Moda e Storia
L’estate è per una definizione non scritta la stagione delle frivolezze e degli orrori. Le frivolezze sono quelle che giungono direttamente dai rotocalchi che sempre meno affollano le spiagge italiane – ma una geografia più sconclusionata, imprevedibile e, in definitiva, più complessa prende il posto di quelle vecchie e care riviste di gossip, come vecchia e cara è una zia che ci portava al mare in luglio, prima delle vacanze in agosto coi genitori – mentre gli orrori provengono direttamente dalle nostre infanzie di Notte Horror, il martedì sera su una televisione privata della quale non farò il nome perché… perché.
Perciò non è fuori di cervello parlare di abiti e moda, alta moda, nel senso di alta cultura modaiola, di moda e cultura che si legano insieme. C’è un paradosso divertente, come tutti i paradossi, ed è il seguente: la moda è quanto di più transitorio esista; ciò che la stagione premia nella prossima stagione sarà evaporato come pulviscolo. E se però si adoperano i libri come abiti alla moda – com’è venuto in mente all’artista Carrie Schumacher – di cosa stiamo parlando? Sempre di moda transitoria?
I libri sono fatti, almeno nei casi migliori, per restare, per imprimersi nella memoria e nella Storia. Sarebbe impensabile destinare Dostoevskij alle bizze di un anticiclone o anche il ben più popolare Dumas ai vezzi di un vernissage.
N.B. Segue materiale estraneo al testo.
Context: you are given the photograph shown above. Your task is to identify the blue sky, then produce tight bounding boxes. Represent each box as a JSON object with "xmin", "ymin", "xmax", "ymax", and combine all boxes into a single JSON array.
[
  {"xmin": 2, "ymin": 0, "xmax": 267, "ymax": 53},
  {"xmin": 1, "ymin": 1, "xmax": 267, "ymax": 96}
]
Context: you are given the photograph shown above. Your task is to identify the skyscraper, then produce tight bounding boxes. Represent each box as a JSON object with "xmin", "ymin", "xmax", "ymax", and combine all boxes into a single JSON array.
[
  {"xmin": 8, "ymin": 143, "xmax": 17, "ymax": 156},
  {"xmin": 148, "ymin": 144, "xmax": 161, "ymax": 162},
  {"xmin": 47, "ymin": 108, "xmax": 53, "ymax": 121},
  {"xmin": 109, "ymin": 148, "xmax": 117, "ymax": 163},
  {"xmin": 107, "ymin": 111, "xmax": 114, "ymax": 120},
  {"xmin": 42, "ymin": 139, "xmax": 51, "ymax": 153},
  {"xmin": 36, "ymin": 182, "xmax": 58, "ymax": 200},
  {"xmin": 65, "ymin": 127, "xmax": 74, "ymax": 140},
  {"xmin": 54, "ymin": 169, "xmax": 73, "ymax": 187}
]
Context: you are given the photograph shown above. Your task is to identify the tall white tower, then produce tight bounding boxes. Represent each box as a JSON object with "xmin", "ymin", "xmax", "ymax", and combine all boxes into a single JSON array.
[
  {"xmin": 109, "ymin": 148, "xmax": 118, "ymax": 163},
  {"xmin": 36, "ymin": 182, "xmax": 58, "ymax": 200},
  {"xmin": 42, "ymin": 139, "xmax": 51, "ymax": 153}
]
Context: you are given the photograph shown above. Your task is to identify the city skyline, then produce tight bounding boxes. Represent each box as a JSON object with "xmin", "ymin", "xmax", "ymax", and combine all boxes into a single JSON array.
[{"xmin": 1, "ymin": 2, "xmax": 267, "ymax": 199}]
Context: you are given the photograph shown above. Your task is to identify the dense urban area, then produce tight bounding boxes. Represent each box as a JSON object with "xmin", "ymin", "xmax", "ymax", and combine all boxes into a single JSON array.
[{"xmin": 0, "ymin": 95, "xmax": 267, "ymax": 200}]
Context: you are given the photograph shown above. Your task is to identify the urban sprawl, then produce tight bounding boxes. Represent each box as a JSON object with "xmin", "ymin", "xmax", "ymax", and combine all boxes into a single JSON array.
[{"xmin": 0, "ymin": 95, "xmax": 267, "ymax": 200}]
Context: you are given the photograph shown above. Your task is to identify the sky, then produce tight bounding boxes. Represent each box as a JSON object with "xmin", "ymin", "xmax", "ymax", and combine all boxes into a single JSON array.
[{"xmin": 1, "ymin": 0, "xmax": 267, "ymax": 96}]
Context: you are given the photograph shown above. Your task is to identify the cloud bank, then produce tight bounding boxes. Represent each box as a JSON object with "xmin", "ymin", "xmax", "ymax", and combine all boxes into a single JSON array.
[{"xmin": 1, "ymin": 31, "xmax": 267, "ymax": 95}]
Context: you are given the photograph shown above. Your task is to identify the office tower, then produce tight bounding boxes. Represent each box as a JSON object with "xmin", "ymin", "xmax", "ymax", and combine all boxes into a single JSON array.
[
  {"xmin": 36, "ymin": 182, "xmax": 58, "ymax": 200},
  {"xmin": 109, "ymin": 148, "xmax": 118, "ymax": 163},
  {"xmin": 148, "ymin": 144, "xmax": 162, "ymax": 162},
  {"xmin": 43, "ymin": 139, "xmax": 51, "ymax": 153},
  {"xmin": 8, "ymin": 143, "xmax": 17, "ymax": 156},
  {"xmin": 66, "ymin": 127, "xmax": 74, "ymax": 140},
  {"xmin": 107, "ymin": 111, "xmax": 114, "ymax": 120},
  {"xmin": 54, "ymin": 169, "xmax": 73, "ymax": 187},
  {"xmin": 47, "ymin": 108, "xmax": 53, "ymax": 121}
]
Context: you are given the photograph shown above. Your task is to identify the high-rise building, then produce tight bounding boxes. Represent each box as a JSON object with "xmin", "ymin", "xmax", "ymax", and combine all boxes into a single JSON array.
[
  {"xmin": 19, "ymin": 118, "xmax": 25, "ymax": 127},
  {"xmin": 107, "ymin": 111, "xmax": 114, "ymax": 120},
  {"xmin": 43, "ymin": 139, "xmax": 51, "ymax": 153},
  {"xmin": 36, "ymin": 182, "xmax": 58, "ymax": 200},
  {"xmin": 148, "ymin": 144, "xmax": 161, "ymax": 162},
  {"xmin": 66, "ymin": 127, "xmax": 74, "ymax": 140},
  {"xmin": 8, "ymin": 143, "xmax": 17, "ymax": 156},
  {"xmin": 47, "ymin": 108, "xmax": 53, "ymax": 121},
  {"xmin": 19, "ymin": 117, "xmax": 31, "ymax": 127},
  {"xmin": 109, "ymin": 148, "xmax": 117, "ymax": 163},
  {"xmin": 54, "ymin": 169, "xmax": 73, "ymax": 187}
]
Eppure la cara Carrie (spero non si infastidisca se la chiamo così) non si preoccupa troppo: lei cuce e veste, taglia e immagina. Le pagine dei libri diventano le falde di gonne e corpetti e abiti e coprispalle (anche perché non necessariamente le “stoffe” sono degli emeriti russi o di qualche poeta trascendentale). E che strane creature emergono da queste ibridazioni: vestiti dai grandi piumaggi, abiti lunghi che sembrano il sogno di una divinità pagana, la metamorfosi di un dio capriccioso. Ma anche queste, forse, sono bizzarrie dell’estate. Dove dietro la frivolezza si nasconde l’orrore.